Howard Dean is more complex than I thought

By Jason Wojciechowski on July 31, 2003 at 5:46 AM

The NY Times has an interesting article on Dean and his candidacy. I had a picture of him as a pretty lefty guy, a typical Vermonter, but clearly I had no idea what I was talking about.

The article points out that Dean is actually fiscally conservative, and even draws strong support from the NRA (though it's basically only for saying that gun issues are state issues). I had been a little wary of Dean before, because I don't think he stands a snowball's chance of taking down George Bush in 2004 if he manages to win his primary. A political lifer like Al Gore got absolutely mangled by the Bush team, turning what should have been an easy victory for Gore into a shameful (for the way he just gave it up, that is) defeat. What kind of chance does a relative neophyte like Dean have?

I'm extremely willing to have a more centrist kind of Democrat in office so long as there is a Democrat in office in 2004. John Kerry may not have ever signed a bill supporting gay unions, but I trust Kerry and his team (and, lest we forget, his Heinz money) to be able to go toe-to-toe with Karl Rove, et al. It'd be nice to see a Vermont Democrat in our highest office, sure, but I don't think it's going to happen, and Massachusetts is the next best thing, isn't it?

Meanwhile, the article raises the question of whether Dean is peaking too early.
Can he keep creating more and more swell behind his candidacy, or will the wave break before it reaches shore? Whether it is or isn't, I wonder if we might ask the same questions about the attacks on Bush's war. New news seems to come out every day about intelligence documents and more soldiers dying and so forth, but can the anti-Bush crew keep up the steady pounding on the hawks, hoping driving his popularity into Bloomberg territory, right up through the election?

As a pessimist, I'm going to say no.

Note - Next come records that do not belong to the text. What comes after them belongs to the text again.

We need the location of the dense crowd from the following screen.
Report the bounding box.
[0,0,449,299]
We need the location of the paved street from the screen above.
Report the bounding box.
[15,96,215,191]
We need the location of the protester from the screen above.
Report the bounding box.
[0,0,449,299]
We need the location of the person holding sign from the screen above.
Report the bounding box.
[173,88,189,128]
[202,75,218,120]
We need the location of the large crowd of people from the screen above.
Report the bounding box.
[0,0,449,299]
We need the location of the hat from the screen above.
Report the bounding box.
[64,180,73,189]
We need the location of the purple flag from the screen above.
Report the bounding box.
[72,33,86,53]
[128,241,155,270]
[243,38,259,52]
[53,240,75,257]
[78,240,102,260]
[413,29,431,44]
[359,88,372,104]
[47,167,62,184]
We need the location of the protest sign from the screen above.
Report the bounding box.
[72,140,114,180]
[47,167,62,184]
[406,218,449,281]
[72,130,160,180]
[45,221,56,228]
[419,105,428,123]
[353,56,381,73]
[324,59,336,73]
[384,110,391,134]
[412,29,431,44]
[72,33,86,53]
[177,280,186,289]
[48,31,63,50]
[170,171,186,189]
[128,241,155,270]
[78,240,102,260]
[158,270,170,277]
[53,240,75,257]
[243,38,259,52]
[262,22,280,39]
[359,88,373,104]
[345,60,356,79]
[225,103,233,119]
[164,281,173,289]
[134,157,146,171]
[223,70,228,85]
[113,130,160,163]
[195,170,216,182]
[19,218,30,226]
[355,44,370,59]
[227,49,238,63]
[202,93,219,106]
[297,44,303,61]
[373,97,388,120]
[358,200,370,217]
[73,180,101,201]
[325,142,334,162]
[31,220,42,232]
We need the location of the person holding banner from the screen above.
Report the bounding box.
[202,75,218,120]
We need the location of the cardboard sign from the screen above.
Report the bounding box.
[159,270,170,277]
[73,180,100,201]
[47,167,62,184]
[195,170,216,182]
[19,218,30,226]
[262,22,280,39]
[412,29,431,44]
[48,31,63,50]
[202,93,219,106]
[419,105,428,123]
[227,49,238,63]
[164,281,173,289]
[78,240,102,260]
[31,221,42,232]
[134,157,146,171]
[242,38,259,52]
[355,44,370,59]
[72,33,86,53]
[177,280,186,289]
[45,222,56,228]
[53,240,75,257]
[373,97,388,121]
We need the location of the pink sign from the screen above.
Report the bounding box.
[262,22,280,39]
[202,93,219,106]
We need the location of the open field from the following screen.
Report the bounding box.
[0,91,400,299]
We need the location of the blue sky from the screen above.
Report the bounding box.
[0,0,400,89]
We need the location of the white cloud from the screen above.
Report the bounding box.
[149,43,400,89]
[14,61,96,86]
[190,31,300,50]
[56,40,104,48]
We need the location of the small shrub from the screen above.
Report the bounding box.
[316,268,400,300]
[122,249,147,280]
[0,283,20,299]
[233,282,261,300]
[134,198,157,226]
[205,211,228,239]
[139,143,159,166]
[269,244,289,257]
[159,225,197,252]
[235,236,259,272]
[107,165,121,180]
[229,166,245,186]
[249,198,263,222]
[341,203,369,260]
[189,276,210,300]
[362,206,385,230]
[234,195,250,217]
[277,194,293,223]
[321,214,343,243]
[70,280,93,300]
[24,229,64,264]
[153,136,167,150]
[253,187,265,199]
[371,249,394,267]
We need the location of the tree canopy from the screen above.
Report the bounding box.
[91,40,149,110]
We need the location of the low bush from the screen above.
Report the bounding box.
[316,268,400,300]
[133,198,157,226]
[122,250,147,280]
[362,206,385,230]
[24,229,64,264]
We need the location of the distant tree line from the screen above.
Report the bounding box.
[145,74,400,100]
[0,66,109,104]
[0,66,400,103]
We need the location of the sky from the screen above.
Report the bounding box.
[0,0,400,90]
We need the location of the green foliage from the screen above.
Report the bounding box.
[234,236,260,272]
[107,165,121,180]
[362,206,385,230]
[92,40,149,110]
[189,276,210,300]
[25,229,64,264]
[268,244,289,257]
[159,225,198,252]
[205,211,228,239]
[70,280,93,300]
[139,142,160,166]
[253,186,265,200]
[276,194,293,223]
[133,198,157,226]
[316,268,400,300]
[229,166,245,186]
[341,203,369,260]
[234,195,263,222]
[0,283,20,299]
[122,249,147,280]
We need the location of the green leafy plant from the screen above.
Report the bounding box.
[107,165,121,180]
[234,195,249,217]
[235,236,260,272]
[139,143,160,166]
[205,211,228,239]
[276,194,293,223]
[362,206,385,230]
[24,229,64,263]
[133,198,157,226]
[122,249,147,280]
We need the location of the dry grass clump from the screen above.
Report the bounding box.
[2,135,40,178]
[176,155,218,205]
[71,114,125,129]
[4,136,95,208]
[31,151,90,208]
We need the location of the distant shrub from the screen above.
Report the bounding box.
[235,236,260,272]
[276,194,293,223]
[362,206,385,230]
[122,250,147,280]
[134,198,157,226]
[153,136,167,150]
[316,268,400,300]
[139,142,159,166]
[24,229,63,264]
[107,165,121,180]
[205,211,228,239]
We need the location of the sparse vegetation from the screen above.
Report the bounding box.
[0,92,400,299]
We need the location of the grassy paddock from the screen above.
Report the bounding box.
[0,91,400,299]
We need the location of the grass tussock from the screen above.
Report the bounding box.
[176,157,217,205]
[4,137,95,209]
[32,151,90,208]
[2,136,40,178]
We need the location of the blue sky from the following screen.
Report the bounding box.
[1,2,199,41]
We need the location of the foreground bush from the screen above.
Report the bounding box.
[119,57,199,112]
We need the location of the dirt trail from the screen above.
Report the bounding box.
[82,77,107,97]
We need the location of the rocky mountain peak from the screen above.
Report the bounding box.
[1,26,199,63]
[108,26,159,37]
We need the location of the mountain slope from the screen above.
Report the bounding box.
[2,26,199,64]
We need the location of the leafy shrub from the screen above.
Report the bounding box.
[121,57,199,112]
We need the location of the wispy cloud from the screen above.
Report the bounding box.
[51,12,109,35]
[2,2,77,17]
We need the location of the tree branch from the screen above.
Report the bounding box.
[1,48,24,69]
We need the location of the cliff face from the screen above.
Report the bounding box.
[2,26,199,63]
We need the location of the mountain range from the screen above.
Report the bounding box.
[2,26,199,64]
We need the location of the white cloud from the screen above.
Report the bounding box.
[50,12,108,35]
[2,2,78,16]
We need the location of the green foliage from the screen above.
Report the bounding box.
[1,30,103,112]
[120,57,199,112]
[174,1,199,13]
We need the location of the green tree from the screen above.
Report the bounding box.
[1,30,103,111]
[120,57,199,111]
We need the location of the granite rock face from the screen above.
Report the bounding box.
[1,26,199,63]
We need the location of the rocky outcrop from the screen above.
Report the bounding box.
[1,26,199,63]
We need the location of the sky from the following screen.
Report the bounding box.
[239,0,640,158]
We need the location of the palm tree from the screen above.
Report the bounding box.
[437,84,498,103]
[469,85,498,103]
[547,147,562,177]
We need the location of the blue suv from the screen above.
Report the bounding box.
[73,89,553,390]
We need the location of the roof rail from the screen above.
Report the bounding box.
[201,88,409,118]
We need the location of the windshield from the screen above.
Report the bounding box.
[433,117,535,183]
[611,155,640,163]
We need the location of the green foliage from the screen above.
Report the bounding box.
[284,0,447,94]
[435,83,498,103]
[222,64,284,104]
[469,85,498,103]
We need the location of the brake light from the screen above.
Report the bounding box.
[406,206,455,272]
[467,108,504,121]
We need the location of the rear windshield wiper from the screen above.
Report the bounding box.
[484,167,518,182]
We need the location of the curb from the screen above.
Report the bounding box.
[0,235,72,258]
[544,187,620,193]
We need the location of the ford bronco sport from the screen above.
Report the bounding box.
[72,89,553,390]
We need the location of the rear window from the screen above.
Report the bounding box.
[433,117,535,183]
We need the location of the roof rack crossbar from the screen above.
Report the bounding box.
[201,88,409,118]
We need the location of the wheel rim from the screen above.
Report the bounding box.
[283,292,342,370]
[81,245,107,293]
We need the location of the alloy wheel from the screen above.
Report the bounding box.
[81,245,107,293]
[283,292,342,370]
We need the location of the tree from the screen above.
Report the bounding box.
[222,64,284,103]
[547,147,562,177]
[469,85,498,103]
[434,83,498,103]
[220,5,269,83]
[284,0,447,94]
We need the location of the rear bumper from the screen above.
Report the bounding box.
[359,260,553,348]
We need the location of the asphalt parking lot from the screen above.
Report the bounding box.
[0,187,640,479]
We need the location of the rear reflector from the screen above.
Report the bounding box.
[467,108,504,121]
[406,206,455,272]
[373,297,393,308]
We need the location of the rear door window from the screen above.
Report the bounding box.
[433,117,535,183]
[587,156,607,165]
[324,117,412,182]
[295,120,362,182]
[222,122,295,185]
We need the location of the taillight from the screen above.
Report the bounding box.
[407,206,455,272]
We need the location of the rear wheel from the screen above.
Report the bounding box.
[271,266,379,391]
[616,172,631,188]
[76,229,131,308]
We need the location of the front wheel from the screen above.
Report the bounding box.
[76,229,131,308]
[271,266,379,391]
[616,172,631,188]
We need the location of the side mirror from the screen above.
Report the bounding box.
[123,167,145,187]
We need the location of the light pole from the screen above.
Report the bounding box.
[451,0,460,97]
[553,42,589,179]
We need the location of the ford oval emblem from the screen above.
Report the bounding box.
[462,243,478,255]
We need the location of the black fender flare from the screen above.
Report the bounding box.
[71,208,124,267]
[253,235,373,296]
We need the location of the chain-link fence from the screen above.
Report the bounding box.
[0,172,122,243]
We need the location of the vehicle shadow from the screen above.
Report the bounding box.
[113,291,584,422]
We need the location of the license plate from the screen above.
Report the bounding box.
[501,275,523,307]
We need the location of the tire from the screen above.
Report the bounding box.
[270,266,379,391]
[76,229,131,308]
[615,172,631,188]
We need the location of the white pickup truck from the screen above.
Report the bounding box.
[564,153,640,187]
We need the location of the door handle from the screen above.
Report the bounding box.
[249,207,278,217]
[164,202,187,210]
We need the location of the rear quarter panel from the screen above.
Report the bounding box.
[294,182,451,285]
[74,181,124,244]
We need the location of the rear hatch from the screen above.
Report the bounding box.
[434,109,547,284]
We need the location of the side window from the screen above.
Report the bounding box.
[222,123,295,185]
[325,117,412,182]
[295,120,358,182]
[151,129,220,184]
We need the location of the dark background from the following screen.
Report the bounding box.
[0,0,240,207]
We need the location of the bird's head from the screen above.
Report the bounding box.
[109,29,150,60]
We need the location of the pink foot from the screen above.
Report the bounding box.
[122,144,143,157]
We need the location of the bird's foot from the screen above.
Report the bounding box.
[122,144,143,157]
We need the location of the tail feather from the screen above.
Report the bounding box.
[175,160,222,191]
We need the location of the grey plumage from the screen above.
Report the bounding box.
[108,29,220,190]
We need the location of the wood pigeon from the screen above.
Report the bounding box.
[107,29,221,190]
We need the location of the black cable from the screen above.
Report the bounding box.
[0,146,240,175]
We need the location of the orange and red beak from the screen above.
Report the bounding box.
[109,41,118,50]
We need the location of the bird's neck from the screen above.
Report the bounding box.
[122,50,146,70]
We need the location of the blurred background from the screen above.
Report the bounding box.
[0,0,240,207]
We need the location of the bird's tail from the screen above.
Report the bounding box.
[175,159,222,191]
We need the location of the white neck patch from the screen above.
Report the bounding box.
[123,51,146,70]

I'm afraid that Bush will somehow manage to keep slithering out of these lies, keep hoodwinking 49% of the public, and maintain just enough popularity and just enough of a policy edge (because who doesn't like tax breaks?) to win in 2004. It may take more election-night highjinks from his family to pull it off, but the Supreme Court is still configured the way it was before, so there's no reason to think that the outcome would be any different.